Hi Mark,
Thanks for your comments.
The data generated is very slow -- meaning it takes a long time to actually get the original data, days & weeks. So, building a data set that is 50K in size is not feasible. I am using some of the Pro (running Pro 14.1.0) modeling functions to try and generate a model that not only predicts well the data, but also captures the structure within the data. Having a larger data set that mimics the original structure would be very helpful in improving the model. Increasing the sample size (including more train, validation, and test size as well) and capturing the structure of the data would help with training a better model -- at least I think.
It's not strictly a time series, although one could view it that way. The data events are not tied to each other in time, necessarily. Another poster suggested a time series analysis, which I will look into.

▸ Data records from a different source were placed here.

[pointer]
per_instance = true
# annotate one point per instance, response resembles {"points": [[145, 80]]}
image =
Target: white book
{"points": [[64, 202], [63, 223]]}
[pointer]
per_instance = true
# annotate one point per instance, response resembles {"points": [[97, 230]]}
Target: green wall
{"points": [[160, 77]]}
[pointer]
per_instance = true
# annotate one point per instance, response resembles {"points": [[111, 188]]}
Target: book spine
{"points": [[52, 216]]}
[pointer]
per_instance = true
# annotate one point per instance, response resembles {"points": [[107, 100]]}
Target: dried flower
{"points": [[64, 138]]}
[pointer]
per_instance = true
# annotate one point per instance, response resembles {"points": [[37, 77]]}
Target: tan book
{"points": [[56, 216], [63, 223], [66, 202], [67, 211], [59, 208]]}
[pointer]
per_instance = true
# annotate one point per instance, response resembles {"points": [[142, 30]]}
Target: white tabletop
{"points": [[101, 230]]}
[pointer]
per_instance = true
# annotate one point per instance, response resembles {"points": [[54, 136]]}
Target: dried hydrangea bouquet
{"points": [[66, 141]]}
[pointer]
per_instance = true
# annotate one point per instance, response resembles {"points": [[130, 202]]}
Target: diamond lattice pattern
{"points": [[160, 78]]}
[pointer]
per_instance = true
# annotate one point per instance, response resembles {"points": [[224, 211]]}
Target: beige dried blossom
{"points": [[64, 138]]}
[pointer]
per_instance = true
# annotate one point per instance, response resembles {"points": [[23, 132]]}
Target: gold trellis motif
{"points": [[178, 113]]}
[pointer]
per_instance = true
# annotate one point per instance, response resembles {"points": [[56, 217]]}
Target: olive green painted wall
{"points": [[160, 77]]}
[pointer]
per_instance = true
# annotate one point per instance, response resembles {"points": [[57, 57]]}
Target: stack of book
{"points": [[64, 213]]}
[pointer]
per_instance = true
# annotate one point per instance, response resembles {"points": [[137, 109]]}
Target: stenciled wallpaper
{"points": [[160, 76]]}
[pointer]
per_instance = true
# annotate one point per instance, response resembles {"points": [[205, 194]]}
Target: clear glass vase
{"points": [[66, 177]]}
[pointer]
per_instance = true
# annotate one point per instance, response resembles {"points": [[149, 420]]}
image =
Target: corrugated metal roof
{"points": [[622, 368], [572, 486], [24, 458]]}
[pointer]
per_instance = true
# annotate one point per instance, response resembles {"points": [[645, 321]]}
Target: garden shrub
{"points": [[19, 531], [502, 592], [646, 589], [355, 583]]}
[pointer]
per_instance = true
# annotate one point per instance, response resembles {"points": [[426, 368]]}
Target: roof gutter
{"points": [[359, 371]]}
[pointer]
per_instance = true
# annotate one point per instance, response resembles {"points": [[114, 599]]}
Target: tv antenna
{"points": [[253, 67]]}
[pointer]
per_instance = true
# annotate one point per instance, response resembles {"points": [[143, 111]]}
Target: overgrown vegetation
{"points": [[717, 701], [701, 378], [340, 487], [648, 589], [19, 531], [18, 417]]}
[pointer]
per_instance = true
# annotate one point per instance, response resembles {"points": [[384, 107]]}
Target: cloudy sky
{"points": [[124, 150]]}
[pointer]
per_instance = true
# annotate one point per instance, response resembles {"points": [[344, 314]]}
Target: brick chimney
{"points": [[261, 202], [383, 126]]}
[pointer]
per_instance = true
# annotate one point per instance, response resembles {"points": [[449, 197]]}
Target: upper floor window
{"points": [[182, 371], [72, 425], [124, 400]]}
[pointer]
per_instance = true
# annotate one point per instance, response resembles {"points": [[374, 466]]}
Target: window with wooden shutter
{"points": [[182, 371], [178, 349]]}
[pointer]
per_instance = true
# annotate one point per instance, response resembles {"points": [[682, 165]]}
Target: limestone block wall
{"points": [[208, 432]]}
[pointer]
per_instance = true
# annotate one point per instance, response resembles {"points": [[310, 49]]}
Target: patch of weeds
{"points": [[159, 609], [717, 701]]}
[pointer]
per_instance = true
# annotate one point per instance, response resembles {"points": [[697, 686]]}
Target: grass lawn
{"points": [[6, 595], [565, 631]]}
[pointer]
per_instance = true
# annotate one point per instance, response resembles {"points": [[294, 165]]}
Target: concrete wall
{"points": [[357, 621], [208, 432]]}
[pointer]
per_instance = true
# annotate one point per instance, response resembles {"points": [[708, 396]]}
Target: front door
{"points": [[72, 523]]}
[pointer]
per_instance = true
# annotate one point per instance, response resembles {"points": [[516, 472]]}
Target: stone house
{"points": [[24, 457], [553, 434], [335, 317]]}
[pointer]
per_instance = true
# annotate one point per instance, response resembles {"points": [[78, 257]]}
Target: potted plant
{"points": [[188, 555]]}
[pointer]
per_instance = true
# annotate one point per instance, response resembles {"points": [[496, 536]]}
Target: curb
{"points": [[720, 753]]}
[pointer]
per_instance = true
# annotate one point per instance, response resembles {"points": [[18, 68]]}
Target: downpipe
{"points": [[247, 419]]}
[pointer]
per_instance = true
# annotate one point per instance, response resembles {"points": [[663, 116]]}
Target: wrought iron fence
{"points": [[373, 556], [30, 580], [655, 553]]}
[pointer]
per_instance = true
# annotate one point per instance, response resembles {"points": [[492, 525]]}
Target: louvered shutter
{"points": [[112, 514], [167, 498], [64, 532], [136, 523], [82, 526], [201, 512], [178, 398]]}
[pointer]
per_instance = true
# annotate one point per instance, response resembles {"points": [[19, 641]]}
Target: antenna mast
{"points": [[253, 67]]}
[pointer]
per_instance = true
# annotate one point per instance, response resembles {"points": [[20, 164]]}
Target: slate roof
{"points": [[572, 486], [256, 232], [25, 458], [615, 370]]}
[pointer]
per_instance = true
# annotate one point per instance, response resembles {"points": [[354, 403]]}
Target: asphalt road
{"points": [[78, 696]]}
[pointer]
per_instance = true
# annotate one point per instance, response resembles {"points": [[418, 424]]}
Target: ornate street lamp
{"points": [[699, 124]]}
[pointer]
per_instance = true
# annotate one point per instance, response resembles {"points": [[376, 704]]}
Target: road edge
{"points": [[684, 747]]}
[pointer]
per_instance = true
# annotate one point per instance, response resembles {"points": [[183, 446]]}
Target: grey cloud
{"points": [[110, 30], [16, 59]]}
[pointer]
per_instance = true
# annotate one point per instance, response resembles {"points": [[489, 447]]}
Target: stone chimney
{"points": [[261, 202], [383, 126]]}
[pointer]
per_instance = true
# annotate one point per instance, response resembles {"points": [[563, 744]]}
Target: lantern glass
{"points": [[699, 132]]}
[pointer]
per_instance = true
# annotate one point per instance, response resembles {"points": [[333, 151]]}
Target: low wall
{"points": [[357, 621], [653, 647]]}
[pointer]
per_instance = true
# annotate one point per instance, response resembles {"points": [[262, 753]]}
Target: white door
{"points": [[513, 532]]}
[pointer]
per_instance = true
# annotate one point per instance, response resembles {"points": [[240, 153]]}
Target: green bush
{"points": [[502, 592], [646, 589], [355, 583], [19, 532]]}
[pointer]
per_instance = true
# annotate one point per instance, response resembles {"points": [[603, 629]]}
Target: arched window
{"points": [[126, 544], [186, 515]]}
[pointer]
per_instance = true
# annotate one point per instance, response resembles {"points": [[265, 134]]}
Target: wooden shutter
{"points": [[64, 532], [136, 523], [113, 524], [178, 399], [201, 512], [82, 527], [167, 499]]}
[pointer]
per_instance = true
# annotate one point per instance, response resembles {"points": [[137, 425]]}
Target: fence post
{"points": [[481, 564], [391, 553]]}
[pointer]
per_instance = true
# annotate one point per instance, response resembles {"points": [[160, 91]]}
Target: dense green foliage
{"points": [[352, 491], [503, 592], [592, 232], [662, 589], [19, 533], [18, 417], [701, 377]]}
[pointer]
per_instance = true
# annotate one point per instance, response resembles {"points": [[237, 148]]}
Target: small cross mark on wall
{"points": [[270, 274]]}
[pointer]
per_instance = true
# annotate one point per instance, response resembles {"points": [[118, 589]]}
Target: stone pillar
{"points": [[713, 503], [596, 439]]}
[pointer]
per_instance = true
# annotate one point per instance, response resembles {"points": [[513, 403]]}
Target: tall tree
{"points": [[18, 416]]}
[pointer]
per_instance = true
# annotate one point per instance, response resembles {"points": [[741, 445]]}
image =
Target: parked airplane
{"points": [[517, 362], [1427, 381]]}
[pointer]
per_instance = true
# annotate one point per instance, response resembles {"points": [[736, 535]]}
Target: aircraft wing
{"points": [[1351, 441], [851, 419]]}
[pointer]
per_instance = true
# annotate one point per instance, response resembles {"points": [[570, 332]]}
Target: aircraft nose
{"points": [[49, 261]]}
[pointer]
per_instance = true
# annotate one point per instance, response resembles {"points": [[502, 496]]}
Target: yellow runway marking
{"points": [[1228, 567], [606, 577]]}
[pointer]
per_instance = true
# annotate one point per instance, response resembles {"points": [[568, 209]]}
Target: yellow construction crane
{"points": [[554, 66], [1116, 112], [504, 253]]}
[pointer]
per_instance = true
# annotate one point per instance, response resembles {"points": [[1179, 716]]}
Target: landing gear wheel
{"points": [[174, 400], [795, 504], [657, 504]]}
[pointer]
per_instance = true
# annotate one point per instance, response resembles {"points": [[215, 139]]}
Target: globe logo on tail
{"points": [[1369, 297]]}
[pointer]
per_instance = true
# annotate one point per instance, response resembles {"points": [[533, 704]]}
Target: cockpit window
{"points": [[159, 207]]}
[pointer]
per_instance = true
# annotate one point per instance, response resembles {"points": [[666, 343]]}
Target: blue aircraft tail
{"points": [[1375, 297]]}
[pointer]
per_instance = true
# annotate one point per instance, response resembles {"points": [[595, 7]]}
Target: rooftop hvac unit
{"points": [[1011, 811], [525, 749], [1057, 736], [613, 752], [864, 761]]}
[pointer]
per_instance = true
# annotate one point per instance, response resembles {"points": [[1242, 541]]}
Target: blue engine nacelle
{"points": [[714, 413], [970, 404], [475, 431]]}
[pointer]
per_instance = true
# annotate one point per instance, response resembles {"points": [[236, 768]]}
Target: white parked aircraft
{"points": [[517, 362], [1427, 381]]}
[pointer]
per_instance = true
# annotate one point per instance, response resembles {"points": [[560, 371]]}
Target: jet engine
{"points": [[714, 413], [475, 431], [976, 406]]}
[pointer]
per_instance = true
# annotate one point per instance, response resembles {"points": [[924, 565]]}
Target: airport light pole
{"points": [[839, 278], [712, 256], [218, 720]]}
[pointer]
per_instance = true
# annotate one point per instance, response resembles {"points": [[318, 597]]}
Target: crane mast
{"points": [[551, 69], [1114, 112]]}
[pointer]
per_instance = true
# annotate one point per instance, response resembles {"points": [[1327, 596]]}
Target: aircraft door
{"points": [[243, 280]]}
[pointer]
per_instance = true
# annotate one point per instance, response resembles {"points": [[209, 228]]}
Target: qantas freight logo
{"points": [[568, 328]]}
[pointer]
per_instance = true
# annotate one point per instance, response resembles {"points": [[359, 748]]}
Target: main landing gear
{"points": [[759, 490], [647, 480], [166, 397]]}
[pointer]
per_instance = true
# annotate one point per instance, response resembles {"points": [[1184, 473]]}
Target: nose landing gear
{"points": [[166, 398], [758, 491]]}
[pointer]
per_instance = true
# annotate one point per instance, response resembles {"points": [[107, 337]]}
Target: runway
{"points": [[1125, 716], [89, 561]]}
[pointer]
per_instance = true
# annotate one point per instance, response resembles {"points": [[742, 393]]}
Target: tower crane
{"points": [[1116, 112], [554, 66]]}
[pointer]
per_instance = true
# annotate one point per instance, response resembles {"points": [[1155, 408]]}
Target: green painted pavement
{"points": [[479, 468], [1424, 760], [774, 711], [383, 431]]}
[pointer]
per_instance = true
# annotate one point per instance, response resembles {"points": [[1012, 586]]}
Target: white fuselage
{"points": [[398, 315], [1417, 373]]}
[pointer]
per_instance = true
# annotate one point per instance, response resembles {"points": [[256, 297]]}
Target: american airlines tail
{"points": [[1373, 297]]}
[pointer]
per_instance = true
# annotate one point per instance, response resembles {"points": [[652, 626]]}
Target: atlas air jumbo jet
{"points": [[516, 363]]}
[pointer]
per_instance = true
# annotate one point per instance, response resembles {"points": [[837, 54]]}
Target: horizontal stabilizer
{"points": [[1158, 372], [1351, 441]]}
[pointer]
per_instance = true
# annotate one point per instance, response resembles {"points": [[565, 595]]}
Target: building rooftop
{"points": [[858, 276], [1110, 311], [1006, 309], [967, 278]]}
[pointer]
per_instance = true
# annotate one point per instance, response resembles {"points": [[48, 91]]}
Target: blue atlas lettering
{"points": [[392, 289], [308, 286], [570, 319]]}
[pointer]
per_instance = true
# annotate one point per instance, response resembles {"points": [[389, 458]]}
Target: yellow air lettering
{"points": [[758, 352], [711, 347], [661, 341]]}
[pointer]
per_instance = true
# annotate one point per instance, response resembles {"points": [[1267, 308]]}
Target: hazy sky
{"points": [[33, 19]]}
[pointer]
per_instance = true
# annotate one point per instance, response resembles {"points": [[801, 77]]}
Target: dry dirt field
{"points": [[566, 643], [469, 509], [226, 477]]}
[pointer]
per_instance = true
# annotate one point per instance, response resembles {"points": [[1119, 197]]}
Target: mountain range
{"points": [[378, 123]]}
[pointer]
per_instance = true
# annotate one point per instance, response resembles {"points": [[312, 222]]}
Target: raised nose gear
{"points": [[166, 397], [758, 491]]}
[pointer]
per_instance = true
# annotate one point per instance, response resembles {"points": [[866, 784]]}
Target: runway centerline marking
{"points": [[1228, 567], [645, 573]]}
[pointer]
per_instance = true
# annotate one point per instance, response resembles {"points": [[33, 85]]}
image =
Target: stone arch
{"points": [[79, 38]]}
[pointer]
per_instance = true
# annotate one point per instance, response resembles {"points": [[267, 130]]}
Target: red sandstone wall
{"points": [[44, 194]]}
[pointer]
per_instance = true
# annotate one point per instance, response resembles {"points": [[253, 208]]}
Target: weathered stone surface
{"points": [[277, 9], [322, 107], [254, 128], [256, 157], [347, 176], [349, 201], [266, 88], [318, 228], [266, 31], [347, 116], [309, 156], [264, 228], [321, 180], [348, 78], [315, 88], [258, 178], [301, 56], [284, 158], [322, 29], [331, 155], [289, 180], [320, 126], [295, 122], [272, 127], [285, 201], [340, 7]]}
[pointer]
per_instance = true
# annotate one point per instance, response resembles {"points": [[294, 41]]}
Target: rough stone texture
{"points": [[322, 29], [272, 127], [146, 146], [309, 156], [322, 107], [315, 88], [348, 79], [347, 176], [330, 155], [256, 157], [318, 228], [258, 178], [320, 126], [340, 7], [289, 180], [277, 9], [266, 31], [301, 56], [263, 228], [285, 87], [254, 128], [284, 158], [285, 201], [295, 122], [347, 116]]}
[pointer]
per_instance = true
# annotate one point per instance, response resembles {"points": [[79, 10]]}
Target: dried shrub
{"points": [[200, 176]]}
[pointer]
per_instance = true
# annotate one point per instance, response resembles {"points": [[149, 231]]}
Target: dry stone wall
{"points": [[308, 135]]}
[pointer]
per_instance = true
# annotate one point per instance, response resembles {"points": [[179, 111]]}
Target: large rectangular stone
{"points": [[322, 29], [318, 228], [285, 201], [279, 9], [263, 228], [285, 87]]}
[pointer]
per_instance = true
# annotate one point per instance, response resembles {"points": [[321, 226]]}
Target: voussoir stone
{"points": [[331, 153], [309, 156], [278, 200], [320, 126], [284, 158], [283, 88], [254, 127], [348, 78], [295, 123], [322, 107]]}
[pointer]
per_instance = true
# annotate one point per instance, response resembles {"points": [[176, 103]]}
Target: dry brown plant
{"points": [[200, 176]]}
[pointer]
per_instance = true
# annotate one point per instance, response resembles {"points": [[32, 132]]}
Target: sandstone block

Unfortunately, when I try to use the simulation feature of the Profiler and generate the larger data sets, the new output data doesn't show any of the related structure of the original data. I can build a new model on it that fits very well, but when I compare the new model to the original model (built on the original data), using the original data, the new model is not as good of a fit.
Sorry I can't be more specific, but I can't discuss the details of the data. I hope my comments make sense to the points you brought up.
Thanks!
From what I'm wanting to do, the simulation feature in Profiler seems the right way to go, but it's not giving me what I'm trying to get. The Platorm Simulation is definitely not the right way to go, or at least I can see how to adjust it to give me what I'm after.